Die Regeneration beschreibt letztendlich den Vorgang des Neuaufbaus. Daher ist die Regeneration essentieller Bestandteil jeglichen Trainingsplans! Und diesen Vorgang können Sie durch unterschiedliche Maßnahmen gezielt unterstützen.
Doch dafür müssen Sie jedoch erst einmal für sich erkennen, ob, wann und wie Sie sich von den jeweiligen Trainingseinheiten erholen müssen. Hören Sie nicht auf Ihren Körper, laufen Sie Gefahr, diesen zu Überlasten und negative physische und/oder psychische Implikationen zu erleiden.
Übertraining Symptome:
Im Folgenden stelle ich Ihnen verschiedene Symptome von Übertraining vor, die sowohl von US-Coach Steve Maxwell als auch zahlreichen Athleten aus der ehemaligen DDR beschrieben wurden.
15 Typische Anzeichen von Übertraining
- Herzrasen bzw. erhöhte Herzfrequenz: Messen Sie nach dem Aufwachen Ihre Herzfrequenz. Liegt diese vier oder mehr Schläge höher als gewöhnlich, haben Sie sich entweder schlecht erholt oder es kündigt sich ein Infekt an. Wie Sie Ihre Ruheherzfrequenz ermitteln: Messen Sie eine Woche lang direkt nach dem Aufwachen eine Minute lang Ihren Puls. Notieren Sie die Werte und bilden Sie nach einer Woche den Mittelwert. Sollten Sie direkt nach dem Aufwachen erst einmal auf Toilette gehen, legen Sie sich anschließend fünf Minuten hin und beginnen sie dann mit der Messung.
- Sie haben allgemein Muskelkater oder –schmerzen
- Schmerzende Gelenke
- Ihre Beine fühlen sich „schwer“ an
- Permanente Müdigkeit
- Sie sind leicht reizbar und gestresst
- Sie sind launisch oder etwas depressiv
- Ihr Appetit verändert sich. Entweder Sie essen mehr oder kaum – ein „gestresstes Hormonsystem“ (zu viel Cortisol) kann beides verursachen.

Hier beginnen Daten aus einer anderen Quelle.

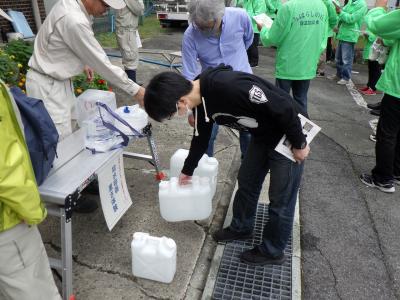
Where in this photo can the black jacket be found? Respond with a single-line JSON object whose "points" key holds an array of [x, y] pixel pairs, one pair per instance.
{"points": [[246, 102]]}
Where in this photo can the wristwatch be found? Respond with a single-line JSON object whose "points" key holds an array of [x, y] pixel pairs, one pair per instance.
{"points": [[303, 145]]}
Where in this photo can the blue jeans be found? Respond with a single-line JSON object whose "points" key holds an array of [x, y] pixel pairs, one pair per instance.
{"points": [[344, 59], [284, 186], [244, 140], [299, 90]]}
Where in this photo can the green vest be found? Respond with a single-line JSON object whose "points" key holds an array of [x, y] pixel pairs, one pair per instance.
{"points": [[298, 32], [387, 26], [19, 195]]}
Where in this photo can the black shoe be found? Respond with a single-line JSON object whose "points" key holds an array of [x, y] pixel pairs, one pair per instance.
{"points": [[255, 257], [375, 105], [375, 112], [227, 235], [368, 180], [396, 180], [85, 205]]}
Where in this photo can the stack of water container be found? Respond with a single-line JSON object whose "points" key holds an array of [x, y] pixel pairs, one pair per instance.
{"points": [[155, 257], [192, 201]]}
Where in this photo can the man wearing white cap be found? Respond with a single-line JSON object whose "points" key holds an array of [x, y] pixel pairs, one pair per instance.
{"points": [[24, 266], [65, 45]]}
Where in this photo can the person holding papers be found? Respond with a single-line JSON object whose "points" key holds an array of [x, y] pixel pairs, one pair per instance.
{"points": [[299, 32], [253, 8], [350, 19], [242, 101]]}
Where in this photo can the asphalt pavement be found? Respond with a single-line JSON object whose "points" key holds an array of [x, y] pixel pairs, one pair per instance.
{"points": [[349, 232]]}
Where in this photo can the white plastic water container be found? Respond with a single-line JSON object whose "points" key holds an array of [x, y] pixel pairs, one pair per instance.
{"points": [[153, 258], [86, 104], [134, 115], [185, 202], [207, 167], [97, 136]]}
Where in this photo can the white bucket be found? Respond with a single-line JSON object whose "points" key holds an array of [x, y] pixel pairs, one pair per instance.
{"points": [[185, 202], [87, 108], [153, 258], [207, 167]]}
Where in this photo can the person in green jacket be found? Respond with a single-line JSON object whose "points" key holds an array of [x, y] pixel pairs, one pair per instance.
{"points": [[386, 172], [299, 32], [253, 8], [374, 68], [350, 19], [24, 267], [272, 7]]}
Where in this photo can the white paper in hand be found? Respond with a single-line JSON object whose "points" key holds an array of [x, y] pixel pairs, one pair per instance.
{"points": [[264, 20], [138, 40], [310, 130]]}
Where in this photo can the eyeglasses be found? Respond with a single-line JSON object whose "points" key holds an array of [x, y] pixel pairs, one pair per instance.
{"points": [[177, 112], [105, 4]]}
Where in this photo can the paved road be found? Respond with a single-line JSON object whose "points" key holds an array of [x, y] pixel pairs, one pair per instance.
{"points": [[349, 234]]}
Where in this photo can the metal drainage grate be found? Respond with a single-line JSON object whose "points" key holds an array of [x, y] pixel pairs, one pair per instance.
{"points": [[236, 280]]}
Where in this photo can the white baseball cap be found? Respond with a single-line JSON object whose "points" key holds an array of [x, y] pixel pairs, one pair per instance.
{"points": [[116, 4], [4, 15]]}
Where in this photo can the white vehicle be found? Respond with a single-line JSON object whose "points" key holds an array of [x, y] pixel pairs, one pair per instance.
{"points": [[171, 12]]}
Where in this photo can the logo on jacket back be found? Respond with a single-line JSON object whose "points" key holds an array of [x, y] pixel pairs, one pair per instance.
{"points": [[256, 95]]}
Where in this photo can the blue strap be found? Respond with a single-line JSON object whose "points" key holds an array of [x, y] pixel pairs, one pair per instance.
{"points": [[111, 127], [118, 118]]}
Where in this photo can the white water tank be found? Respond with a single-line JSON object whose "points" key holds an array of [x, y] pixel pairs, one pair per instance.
{"points": [[207, 167], [134, 115], [153, 258], [185, 202]]}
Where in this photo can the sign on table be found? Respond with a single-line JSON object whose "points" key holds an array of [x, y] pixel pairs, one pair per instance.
{"points": [[114, 194]]}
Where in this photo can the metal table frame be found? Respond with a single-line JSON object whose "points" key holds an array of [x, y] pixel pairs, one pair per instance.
{"points": [[61, 191]]}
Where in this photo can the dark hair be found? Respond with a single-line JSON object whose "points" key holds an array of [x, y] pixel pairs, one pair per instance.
{"points": [[163, 93]]}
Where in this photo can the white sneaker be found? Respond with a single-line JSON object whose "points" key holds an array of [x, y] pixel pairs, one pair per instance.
{"points": [[332, 77], [342, 82]]}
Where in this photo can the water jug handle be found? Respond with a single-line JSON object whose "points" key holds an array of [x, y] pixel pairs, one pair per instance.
{"points": [[118, 118]]}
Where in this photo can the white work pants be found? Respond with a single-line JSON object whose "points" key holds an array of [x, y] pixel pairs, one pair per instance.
{"points": [[24, 266], [58, 98], [126, 38]]}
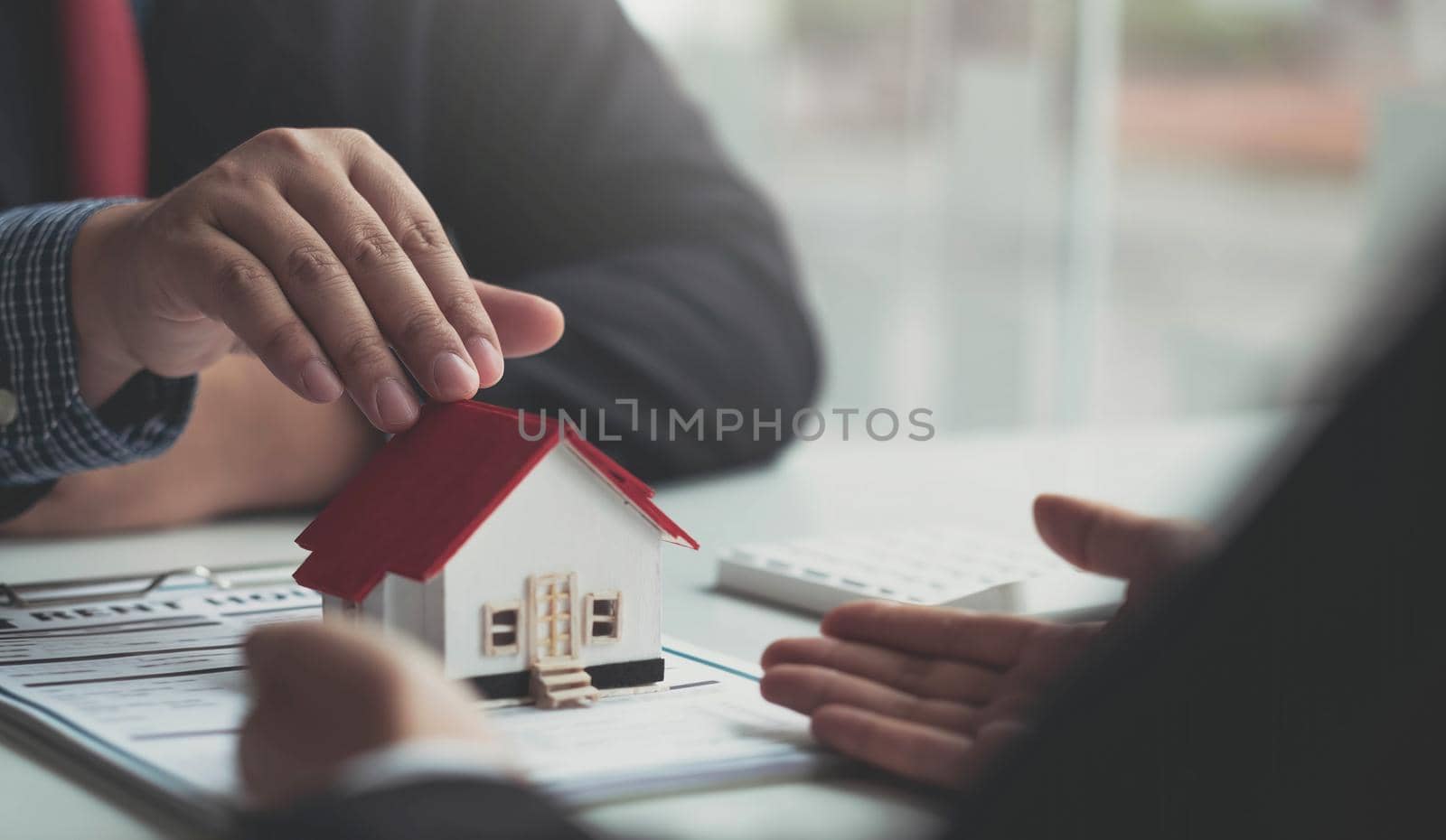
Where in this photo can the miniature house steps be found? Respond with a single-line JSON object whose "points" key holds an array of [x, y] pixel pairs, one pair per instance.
{"points": [[561, 686]]}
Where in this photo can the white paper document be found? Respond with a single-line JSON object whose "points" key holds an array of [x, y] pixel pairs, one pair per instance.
{"points": [[152, 691]]}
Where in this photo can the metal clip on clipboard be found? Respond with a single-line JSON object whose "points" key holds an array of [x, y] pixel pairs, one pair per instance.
{"points": [[51, 593]]}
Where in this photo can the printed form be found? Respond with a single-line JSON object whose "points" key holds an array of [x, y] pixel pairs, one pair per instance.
{"points": [[155, 688]]}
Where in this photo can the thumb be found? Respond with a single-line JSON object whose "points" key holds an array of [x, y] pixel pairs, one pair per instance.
{"points": [[1111, 541]]}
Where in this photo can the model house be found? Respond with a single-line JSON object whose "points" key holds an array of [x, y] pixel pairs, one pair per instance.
{"points": [[522, 554]]}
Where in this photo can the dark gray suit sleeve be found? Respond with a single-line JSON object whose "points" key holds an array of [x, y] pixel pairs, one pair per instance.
{"points": [[573, 166], [564, 159], [437, 810]]}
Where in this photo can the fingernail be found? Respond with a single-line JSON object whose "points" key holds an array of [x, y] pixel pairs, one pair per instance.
{"points": [[453, 376], [320, 382], [488, 358], [395, 404]]}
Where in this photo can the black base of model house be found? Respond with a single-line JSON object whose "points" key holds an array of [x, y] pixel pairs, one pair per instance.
{"points": [[612, 676]]}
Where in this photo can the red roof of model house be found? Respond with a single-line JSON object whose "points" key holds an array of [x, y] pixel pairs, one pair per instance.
{"points": [[424, 495]]}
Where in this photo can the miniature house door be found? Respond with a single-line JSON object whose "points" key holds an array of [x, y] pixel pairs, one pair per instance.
{"points": [[554, 618]]}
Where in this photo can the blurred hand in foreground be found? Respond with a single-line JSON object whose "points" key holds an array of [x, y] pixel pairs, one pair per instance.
{"points": [[933, 693], [325, 695]]}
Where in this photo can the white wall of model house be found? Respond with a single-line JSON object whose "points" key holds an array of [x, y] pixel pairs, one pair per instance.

- Sie nehmen plötzlich an Gewicht zu
- Häufige Erkältungserscheinungen und leicht empfänglich für Infekte
- Sie haben akute Krankheiten
- Ihre sexuelle Lust oder Ihr sexuelles Begehren sinken
- Sie erzielen keine Trainingsfortschritte mehr oder ihre Leistungen gehen gar zurück
- Probleme beim Einschlafen
- Sie schlafen in letzter Zeit zu viel bzw. immer sehr lange
Schnelltest für Übertraining
Zudem kann ich Ihnen einen simplen Schnelltest empfehlen: Beginnen Sie einmal mit dem Training, auch wenn Sie an diesem Tag eigentlich nicht danach fühlen zu trainieren. Fühlen Sie sich nach zehn Minuten immer noch nicht besser, beenden Sie das Training und beginnen Sie umgehen mit den unten stehenden Regenerationsmaßnahmen.
Maßnahmen gegen die Symptome von Übertraining
- Treten drei oder mehr der beschriebenen Symptome bei Ihnen auf, sollten auf jeden Fall mehr schlafen und am besten drei Tage auf das Training verzichten!
Wie lange Regeneration nach Übertraining?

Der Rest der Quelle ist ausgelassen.